Urdangarin collected 10,000 euros for meetings, says former partner
Witness testifies that princess’s property firm Aizoon had no employees amid tax-fraud suspicions
Iñaki Urdangarin, the king’s son-in-law who is the target of a public fraud investigation, charged 10,000 euros for each meeting he held with businessmen to help drum up support for conferences and sports events that his non-profit Nóos Institute was organizing, a witness testified Monday.
Álex Sánchez Mollinger, a friend of Urdangarin who also participated in some of the meetings, told a Palma de Mallorca judge that the Duke of Palma collected 30,000 euros from the Valencia soccer team in exchange for a pledge to look for sponsors. The search failed to bear fruit but Urdangarin still collected his cash.
Previously, another witness, Fernando Roig, testified that Urdangarin was paid 600,000 euros for a similar task on behalf of the Villarreal team. Roig serves as president of the soccer club.
Judge José Castro, who is spearheading the inquiry, also took a statement from Mario Sorribas, who was once a close aide to Urdangarin, about Aizoon, the real estate and property firm the royal co-owned with his wife, Infanta Cristina. Sorribas revealed that there were no workers at the firm.

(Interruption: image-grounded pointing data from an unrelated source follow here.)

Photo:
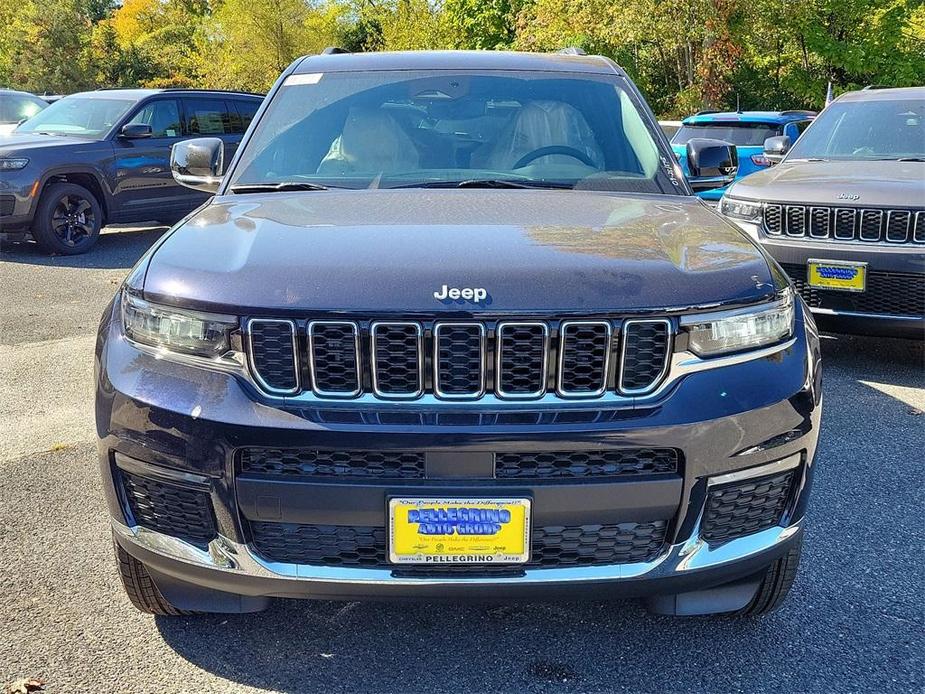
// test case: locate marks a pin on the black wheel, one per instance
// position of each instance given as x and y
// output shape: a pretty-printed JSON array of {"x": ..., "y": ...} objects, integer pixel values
[
  {"x": 139, "y": 587},
  {"x": 68, "y": 219},
  {"x": 774, "y": 585}
]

The judge is specifically looking at whether Aizoon was used as a front company to allegedly avoid paying some 240,000 euros in taxes from 2007 to 2008. Castro has opened an investigation into Princess Cristina’s tax returns. She was initially officially implicated in the embezzlement case against her husband but that decision was later left in abeyance.
Urdangarin is being investigated for fraud, tax evasion, falsifying documents and embezzling six million euros in public funds as head of the non-profit Nóos Institute.